Max, cowok jangkung itu baru saja merebahkan tubuhnya di atas kasur yang sudah beberapa hari ia tinggalkan, ia mendengus kesal mendengar ketukan keras dari arah pintu kamarnya.
Dengan sangat malas, ia kembali bangkit dan membukakan kunci pintu kamarnya. "Sabar." kesalnya.
Setelah pintu terbuka, Max membulatkan matanya kemudian menarik kasar lengan Celyn agar masuk ke kamarnya, lalu ia tutup kembali, takut-takut ada orang rumah yang mendengar percakapannya.
"Ngapain lo ke sini?" tanya Max dingin sembari menatapnya tajam.
"Aku hamil."
Max tidak bergeming.
"Aku hamil, Max.."
Max masih mematung di tempatnya.
"Usia kandungan aku udah 3 minggu.."
"Sialan, kenapa lo minta tanggung jawabnya ke gua? Lo gak ngerti? Usia kandungan lo bahkan lebih tua dibanding gua perkosa lo waktu itu." Max mengepalkan kedua tangannya, menahan semua amarah yang akan siap meledak kapan saja. "Bisa-bisanya lo minta tanggung jawab sama gua!"
"Tapi kamu yang perkosa aku, Max!" pekik Celyn, kini ia tidak peduli kalau seisi rumah Max tahu.
"Lo kira gua percaya?" tanya Max yang terdengar sangat menjengkelkan.
Karena terlalu emosi, Celyn menampar pipi Max dengan keras. "Aku mau kamu tanggung jawab!"
Max mengacak rambutnya prustasi. "Tanggung jawab apa, sialan?! Lo yakin kalo itu anak gua? Bukannya lo itu jalang yang sana-sini deket cowok?"
Celyn kembali menampar pipi Max, tamparan yang lebih keras dari sebelumnya. "Bahkan kamu lebih brengsek dari yang aku kira." tangannya kini sibuk mencari sesuatu yang berada dalam tasnya, namun benda yang ia cari nihil, tidak ada di dalam sana.

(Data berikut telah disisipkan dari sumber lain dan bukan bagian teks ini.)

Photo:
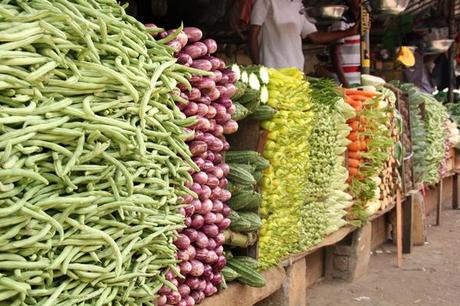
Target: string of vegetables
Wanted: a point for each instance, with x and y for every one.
(368, 151)
(92, 153)
(284, 181)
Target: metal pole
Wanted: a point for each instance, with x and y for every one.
(365, 41)
(452, 32)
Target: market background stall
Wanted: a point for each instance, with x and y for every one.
(175, 210)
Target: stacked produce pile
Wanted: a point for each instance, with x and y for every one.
(287, 150)
(403, 104)
(92, 155)
(390, 179)
(209, 99)
(245, 173)
(429, 134)
(252, 93)
(368, 151)
(454, 112)
(325, 190)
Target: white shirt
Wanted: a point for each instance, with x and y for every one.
(283, 27)
(350, 52)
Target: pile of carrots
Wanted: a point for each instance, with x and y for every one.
(356, 99)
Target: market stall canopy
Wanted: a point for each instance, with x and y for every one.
(417, 7)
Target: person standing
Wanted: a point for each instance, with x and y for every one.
(276, 32)
(346, 53)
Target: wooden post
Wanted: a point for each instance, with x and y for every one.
(399, 228)
(365, 41)
(407, 216)
(439, 204)
(455, 191)
(452, 33)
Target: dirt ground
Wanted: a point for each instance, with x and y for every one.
(430, 275)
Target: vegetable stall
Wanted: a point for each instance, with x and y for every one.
(122, 175)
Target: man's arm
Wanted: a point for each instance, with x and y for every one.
(337, 64)
(327, 37)
(253, 41)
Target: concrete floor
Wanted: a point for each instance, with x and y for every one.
(430, 275)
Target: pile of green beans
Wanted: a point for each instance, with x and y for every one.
(93, 162)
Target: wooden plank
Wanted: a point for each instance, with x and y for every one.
(418, 220)
(237, 294)
(407, 215)
(398, 229)
(380, 213)
(333, 238)
(329, 240)
(439, 204)
(455, 192)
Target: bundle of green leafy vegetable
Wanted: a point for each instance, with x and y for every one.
(428, 117)
(252, 93)
(92, 154)
(325, 188)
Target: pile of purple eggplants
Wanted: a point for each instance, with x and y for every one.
(200, 244)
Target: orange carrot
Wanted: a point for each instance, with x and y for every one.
(354, 125)
(354, 154)
(354, 146)
(353, 136)
(369, 94)
(359, 98)
(358, 107)
(354, 163)
(353, 171)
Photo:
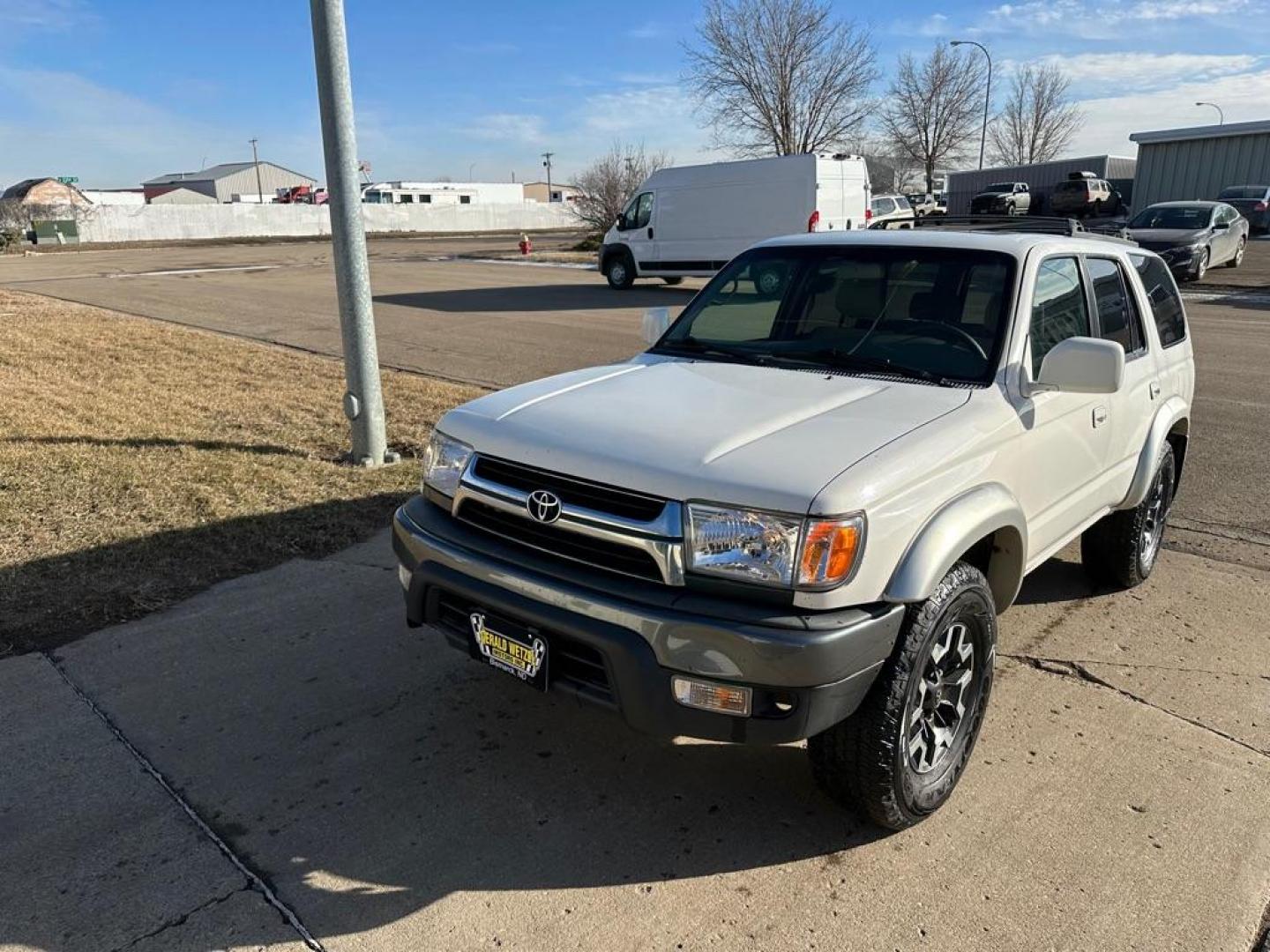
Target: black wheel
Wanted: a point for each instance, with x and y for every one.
(1200, 268)
(768, 279)
(1238, 254)
(900, 755)
(1120, 548)
(620, 271)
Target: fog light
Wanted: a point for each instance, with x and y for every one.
(723, 698)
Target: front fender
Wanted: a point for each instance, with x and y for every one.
(1166, 418)
(952, 531)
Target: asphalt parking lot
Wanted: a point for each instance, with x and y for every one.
(280, 763)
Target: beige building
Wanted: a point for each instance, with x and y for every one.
(537, 192)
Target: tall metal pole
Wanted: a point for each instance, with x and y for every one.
(256, 161)
(987, 94)
(1221, 115)
(363, 400)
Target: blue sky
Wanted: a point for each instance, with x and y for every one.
(118, 90)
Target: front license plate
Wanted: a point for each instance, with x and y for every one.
(524, 654)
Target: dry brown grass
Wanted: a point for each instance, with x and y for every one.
(141, 462)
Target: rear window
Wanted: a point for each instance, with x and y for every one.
(1252, 193)
(1166, 305)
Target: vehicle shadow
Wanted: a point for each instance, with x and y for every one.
(542, 297)
(367, 770)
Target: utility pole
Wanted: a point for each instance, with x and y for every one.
(363, 400)
(546, 163)
(987, 94)
(256, 161)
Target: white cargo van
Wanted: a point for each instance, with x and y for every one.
(693, 219)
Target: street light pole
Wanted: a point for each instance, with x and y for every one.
(987, 94)
(1221, 115)
(256, 161)
(363, 400)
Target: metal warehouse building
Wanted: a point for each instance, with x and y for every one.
(1199, 163)
(1041, 178)
(224, 182)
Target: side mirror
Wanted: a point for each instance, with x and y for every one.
(655, 323)
(1082, 366)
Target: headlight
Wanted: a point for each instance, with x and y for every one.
(444, 462)
(773, 548)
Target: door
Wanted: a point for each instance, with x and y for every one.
(637, 230)
(1117, 316)
(1065, 439)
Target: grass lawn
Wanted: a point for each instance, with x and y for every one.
(141, 462)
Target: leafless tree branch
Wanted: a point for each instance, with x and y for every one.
(780, 77)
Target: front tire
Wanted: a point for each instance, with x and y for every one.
(620, 271)
(1120, 548)
(898, 758)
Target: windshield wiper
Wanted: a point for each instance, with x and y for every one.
(692, 346)
(846, 361)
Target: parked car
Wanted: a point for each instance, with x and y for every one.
(891, 212)
(1250, 201)
(1192, 236)
(691, 219)
(1084, 196)
(926, 205)
(1002, 198)
(799, 513)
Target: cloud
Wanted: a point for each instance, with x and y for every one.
(52, 16)
(1142, 71)
(505, 127)
(1110, 120)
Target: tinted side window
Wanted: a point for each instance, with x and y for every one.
(1117, 317)
(1166, 306)
(1059, 308)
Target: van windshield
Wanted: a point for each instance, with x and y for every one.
(923, 314)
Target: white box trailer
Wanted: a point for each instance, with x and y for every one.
(692, 219)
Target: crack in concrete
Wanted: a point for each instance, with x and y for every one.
(1079, 672)
(257, 880)
(184, 917)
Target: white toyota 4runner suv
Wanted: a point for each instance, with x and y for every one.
(799, 513)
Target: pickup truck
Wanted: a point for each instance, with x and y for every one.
(799, 513)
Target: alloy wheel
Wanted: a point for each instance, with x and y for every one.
(938, 710)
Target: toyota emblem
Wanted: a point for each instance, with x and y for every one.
(542, 505)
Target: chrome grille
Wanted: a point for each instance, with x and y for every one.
(600, 525)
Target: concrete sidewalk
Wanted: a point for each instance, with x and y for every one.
(395, 795)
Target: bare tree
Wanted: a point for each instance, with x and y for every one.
(608, 183)
(934, 107)
(780, 77)
(1038, 122)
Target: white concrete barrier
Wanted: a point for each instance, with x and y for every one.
(183, 222)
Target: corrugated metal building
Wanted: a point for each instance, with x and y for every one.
(1200, 161)
(222, 182)
(1041, 178)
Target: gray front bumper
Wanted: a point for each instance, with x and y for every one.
(825, 661)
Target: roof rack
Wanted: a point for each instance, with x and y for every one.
(1030, 224)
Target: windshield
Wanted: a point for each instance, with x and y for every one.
(1186, 217)
(937, 315)
(1244, 192)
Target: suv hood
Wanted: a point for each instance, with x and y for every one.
(735, 433)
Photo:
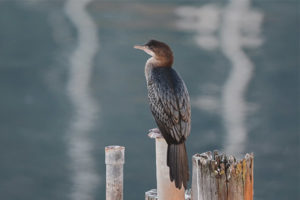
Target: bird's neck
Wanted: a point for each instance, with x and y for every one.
(160, 61)
(154, 62)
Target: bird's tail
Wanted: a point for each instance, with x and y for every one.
(178, 163)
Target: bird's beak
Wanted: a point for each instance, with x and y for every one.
(144, 48)
(140, 47)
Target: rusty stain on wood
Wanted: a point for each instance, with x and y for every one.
(221, 177)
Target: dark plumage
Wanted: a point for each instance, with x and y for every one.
(170, 105)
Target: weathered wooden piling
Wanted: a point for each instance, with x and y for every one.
(166, 189)
(114, 160)
(221, 177)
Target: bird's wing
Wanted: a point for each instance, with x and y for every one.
(170, 105)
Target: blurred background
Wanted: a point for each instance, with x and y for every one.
(71, 84)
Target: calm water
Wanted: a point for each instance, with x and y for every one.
(71, 83)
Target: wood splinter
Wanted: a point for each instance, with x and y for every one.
(221, 177)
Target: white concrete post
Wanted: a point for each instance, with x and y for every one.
(114, 160)
(166, 189)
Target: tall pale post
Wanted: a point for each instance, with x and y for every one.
(166, 190)
(114, 160)
(221, 177)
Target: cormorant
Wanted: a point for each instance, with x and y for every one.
(170, 106)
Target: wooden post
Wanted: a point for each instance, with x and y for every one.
(114, 160)
(221, 177)
(166, 189)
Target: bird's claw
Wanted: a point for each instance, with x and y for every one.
(154, 133)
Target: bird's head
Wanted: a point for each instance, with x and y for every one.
(161, 53)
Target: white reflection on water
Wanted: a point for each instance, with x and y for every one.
(239, 26)
(85, 178)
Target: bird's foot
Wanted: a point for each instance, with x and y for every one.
(154, 133)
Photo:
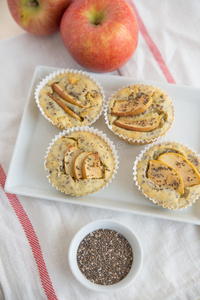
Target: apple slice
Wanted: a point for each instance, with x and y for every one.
(163, 175)
(69, 159)
(145, 124)
(183, 166)
(91, 167)
(78, 164)
(133, 107)
(65, 96)
(64, 107)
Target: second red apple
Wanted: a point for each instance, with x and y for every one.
(101, 35)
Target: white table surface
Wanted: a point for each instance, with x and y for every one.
(34, 233)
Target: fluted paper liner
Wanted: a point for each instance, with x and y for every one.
(49, 77)
(131, 140)
(140, 157)
(96, 132)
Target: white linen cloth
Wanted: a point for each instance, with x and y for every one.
(35, 233)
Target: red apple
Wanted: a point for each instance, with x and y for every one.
(40, 17)
(101, 35)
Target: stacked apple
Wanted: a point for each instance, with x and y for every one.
(101, 35)
(174, 170)
(82, 164)
(127, 109)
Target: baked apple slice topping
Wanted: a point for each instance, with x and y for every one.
(78, 174)
(183, 166)
(139, 124)
(164, 175)
(91, 167)
(69, 159)
(57, 89)
(138, 105)
(63, 106)
(81, 164)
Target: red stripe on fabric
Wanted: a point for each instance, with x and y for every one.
(152, 46)
(32, 238)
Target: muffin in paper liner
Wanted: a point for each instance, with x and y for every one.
(178, 191)
(68, 98)
(80, 161)
(148, 115)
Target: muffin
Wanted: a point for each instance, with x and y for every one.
(168, 174)
(69, 98)
(139, 113)
(81, 161)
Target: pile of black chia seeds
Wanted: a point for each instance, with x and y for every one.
(104, 257)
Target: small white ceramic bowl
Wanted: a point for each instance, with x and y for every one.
(123, 230)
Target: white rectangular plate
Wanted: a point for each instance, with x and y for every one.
(27, 176)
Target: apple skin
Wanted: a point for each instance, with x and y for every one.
(101, 35)
(39, 17)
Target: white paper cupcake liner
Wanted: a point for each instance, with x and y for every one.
(140, 157)
(49, 77)
(131, 140)
(96, 132)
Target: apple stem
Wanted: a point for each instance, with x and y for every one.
(32, 3)
(97, 22)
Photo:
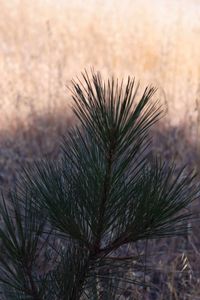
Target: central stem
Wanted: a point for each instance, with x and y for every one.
(105, 193)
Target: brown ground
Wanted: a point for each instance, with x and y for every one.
(44, 44)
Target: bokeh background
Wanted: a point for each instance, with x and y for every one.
(46, 43)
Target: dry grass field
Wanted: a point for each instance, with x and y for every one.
(46, 43)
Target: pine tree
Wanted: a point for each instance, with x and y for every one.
(65, 223)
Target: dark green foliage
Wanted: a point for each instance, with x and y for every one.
(67, 218)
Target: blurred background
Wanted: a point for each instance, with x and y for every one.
(46, 43)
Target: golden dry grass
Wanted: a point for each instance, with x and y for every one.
(44, 44)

"Mending lo keluar." Max mendorong tubuh kecil Celyn, sampai-sampai wanita itu hampir terjungkal. "Gua nggak sudi punya anak dari jalang kayak lo, bahkan gua nggak tahu kalau itu memang anak gua, gua nggak yakin."
Mata Celyn memerah, tangannya mencari sesuatu yang berada di dalam tasnya, namun benda yang di carinya tersebut nihil, tidak ada di sana.
***
Malam ini sepertinya terasa sangat dingin di kulit lembut Celyn, dengan pakaian yang tidak terlalu tertutup, membuatnya cukup terasa kedinginan.
Namun sepertinya malam ini cukup ramai, terlihat jelas banyak anak-anak muda yang hanya sekedar berjalan-jalan bersama pasangannya di sekitarnya.
Celyn mengusap kembali perutnya yang rata, akankah ia bisa mempertahankan anak ini sendirian tanpa bantuan?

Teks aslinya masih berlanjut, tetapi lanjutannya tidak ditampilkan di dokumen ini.